Elasticsearch provides a powerful API over http for accessing its features. In this lesson, you will be introduced to the API and learn how to use it to get data from Elasticsearch using the browser and the popular command curl. We will see how adding query stream parameters can exclude or include the properties that we desire from our data.
Setup is specified in the README.md
of the repository linked below.
[00:02] I've got my Elasticsearch server running locally and I have some data imported into it. If you're following along on your own computer, make sure you check out the README doc in the lesson repo for instructions on getting Elasticsearch set up locally and importing the data if you don't have a sample dataset to play with.
[00:19] I'm going to use the curl command to execute an HTTP get request against the Elasticsearch cluster to retrieve documents. The syntax is curl-s followed by the URL to my Elasticsearch cluster, a trailing slash followed by the name of the index, and another trailing slash followed by the index type, and then a final trailing slash and the ID of the document I want to retrieve.
[00:48] For now I'm just going to tell you the index name is Simpsons and the index type is episode if you're using the sample dataset from the repo, but by the end of this course you're going to know how to identify those details on any Elasticsearch cluster for yourself.
[01:04] If I run this command it returns a JSON object with the result of the operation and that actually looks pretty horrible so I'm going to rerun it and pipe it to the JQ command. Now when we look at the results we have our index and type specified, which we already knew, and this is included here because later when you start doing searches you may get back different results with different values.
[01:29] We have the ID of the document and this version, which gets automatically incremented each time the document's updated in Elasticsearch. We have a found object that is set to true and that would be false if we specified a document that doesn't exist in the cluster.
[01:45] Finally we have this _source object, which is really the heart of what you probably are looking for when requesting a document. In this case it has the details of this particular episode of "The Simpsons."
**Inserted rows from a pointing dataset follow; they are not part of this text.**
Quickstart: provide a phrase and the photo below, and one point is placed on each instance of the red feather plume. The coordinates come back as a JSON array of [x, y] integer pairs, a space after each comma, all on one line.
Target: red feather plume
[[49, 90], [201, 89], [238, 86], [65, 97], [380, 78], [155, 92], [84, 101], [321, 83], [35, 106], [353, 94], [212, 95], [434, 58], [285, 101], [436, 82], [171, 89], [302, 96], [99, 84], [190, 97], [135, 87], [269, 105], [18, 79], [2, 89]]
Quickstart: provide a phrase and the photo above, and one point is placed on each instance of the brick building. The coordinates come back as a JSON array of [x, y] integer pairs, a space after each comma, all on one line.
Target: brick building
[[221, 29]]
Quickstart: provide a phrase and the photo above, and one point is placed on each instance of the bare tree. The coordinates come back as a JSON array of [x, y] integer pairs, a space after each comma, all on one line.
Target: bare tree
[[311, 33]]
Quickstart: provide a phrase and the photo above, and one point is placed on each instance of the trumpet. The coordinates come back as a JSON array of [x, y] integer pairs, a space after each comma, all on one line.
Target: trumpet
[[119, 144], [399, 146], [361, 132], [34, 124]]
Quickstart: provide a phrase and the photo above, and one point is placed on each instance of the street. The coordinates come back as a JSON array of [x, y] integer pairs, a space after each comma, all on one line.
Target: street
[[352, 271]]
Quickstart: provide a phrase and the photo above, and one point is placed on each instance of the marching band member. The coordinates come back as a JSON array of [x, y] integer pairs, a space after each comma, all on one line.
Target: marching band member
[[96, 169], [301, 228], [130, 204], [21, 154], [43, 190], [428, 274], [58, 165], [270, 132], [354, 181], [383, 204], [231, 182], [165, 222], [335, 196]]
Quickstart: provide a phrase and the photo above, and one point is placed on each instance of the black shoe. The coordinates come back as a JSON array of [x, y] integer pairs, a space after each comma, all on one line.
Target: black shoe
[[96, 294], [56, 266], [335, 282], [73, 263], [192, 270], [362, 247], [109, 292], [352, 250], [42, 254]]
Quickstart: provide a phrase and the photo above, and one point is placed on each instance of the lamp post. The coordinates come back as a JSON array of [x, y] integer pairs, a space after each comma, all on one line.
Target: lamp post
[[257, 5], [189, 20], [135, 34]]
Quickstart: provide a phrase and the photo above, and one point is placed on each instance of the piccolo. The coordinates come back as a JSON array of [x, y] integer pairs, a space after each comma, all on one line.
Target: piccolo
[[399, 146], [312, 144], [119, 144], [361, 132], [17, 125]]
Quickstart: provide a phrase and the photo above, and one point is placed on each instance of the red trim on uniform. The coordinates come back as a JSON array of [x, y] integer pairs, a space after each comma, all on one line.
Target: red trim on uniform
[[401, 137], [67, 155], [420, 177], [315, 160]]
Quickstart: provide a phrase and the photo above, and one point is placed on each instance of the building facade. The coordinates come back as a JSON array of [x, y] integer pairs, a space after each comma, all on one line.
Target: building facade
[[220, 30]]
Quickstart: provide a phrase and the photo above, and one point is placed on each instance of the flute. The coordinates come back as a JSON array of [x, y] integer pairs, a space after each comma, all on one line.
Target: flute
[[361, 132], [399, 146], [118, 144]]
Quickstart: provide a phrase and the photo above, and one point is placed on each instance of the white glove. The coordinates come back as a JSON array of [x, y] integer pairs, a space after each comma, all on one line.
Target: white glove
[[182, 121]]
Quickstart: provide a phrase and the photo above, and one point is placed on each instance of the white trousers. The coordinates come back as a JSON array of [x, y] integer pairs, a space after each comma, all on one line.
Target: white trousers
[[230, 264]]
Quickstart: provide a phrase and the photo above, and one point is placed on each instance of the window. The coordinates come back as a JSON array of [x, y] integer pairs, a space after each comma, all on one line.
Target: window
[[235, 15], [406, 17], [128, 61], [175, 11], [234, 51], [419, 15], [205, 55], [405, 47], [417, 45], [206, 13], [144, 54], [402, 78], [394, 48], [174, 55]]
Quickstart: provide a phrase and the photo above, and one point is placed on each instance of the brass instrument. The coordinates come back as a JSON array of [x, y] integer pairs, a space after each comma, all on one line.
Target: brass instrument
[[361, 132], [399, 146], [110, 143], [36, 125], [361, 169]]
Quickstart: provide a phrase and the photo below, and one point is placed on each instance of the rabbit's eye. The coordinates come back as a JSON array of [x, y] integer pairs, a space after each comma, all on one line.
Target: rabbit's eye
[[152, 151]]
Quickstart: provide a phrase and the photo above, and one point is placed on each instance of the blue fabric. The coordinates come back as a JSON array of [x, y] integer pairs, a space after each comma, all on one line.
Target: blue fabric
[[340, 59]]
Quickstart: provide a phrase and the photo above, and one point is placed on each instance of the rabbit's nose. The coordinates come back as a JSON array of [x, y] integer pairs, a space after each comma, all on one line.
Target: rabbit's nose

[01:58] To get any document from the Elasticsearch cluster, all I have to do is supply the document ID in the API endpoint. The first episode was episode one. I can replace that and get episode two, or I can replace it with a three and get episode three. As long as that document exists, Elasticsearch is going to return it. If I request episode 999, you can see that found is set to false because that episode doesn't exist.
[02:27] If I go back to episode one here, we talked about the _source object here being the part that I'm probably the most interested in when requesting a document. I can actually just retrieve that directly by calling the _source endpoint for a given document. That just returns that value.
[02:48] I can also add the query string parameter to exclude certain fields like the video URL using the source exclude parameter. Just by using comma-separated values I can add multiple excludes to this parameter. Or ultimately I can just request specific fields to be returned using the source include parameter.
[03:19] There are a bunch of other options available to the get API endpoint, but these are the ones that have covered a majority of my use cases. If you're interested in the other options, be sure to check out the Elasticsearch documentation using the URL shown on my browser here.